3 Responses to “What should Democrats do?”

  1. Lee Says:

    To contrast with the Republicans’ tax cut for corporations, why aren’t the Democrats proposing tax rebates for the poor? A significant refundable tax credit for each person on the tax return should be very popular.

  2. ryan71 Says:

    I feel both parties should revisit their core set of values that include a free market, equal opportunity, a strong economy, and peace maintained by an adequately strong defense. We all know they differ on their positions but the core beliefs are the same. Start with the common ground and remind the voters we are all after the same objectives. Then start defining (or redefining) what it means to be a Republican or Democrat.
    I feel both parties need to reeducate the voters as to what the parties represent. If the parties focused on that instead of lambasting each other I think they can go a long way in healing a nation that is suffering from an identity crisis and a populace that feels the need to “classify” everything/one to feel they belong to something- to which I would reply “Join a church/religion” find a central core belief just don’t make it politics! Then let’s discuss how we can focus on our core political values to move the country forward.

  3. Lee Says:

    @ryan71: I like your list of core values except that I would put a caveat on each! Perhaps it is these caveats that represent the crucial differences between the two major parties.
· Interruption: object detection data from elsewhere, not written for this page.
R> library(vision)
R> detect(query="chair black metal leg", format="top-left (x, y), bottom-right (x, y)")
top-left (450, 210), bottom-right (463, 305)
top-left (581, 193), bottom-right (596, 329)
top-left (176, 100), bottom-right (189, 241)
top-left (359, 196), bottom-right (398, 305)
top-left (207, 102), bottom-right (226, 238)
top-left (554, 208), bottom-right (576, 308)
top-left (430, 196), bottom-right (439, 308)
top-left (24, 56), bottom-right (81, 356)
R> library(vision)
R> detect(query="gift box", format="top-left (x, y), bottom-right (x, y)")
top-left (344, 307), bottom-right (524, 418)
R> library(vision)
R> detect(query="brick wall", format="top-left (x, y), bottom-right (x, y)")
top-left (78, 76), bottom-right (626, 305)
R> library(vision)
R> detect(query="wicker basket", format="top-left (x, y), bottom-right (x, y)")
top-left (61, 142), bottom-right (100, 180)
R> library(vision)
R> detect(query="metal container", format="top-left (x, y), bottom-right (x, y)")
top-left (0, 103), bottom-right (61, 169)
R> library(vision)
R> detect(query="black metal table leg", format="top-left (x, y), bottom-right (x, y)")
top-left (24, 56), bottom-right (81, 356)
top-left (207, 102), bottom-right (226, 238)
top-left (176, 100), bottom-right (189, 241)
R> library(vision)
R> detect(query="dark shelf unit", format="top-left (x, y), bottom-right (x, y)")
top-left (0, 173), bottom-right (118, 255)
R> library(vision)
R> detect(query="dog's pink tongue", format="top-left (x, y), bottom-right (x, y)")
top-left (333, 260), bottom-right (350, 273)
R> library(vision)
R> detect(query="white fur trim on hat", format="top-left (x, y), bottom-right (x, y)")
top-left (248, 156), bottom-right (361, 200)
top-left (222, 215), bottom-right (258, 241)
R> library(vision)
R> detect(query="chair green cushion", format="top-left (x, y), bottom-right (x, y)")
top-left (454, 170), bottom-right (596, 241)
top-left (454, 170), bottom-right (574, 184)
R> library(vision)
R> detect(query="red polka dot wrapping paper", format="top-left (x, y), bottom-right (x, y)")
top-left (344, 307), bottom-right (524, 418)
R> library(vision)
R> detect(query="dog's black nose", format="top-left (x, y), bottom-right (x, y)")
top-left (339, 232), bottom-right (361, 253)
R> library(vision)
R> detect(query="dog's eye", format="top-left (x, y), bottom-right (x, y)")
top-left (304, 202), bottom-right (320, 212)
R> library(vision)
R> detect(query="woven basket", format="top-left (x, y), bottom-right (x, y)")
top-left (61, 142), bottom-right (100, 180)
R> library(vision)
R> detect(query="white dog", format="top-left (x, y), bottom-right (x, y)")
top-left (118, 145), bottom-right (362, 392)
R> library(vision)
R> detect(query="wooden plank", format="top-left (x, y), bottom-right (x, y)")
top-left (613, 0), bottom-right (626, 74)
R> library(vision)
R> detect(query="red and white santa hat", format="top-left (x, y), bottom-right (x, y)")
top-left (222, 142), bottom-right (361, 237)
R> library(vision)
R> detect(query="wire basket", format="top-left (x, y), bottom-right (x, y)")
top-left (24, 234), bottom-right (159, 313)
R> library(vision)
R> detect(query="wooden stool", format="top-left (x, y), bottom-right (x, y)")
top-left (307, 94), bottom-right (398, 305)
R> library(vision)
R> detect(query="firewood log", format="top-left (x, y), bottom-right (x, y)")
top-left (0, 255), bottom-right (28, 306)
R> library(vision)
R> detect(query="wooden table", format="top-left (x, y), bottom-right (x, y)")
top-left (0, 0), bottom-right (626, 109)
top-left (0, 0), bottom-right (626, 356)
    With the caveats: free market (with adequate controls to stop monopolies, exploitation, fraud), equal opportunity (with a strong safety net for those whose outcomes fall below a minimum), a strong economy (while respecting our environment), and peace maintained by an adequately strong defense (and by an even stronger emphasis on helping nations to achieve their legitimate goals so that they do not have to resort to military antagonism).

    Also, your focus is on economics and foreign policy, but there are other core values, such as freedom (e.g., to marry whom you want, right to die), non-discrimination (e.g., somehow have to reduce the shootings of people of color by the police, reduce the sexual assaults), and democracy (e.g., instead of gerrymandering, Connecticut compromise, voter suppression).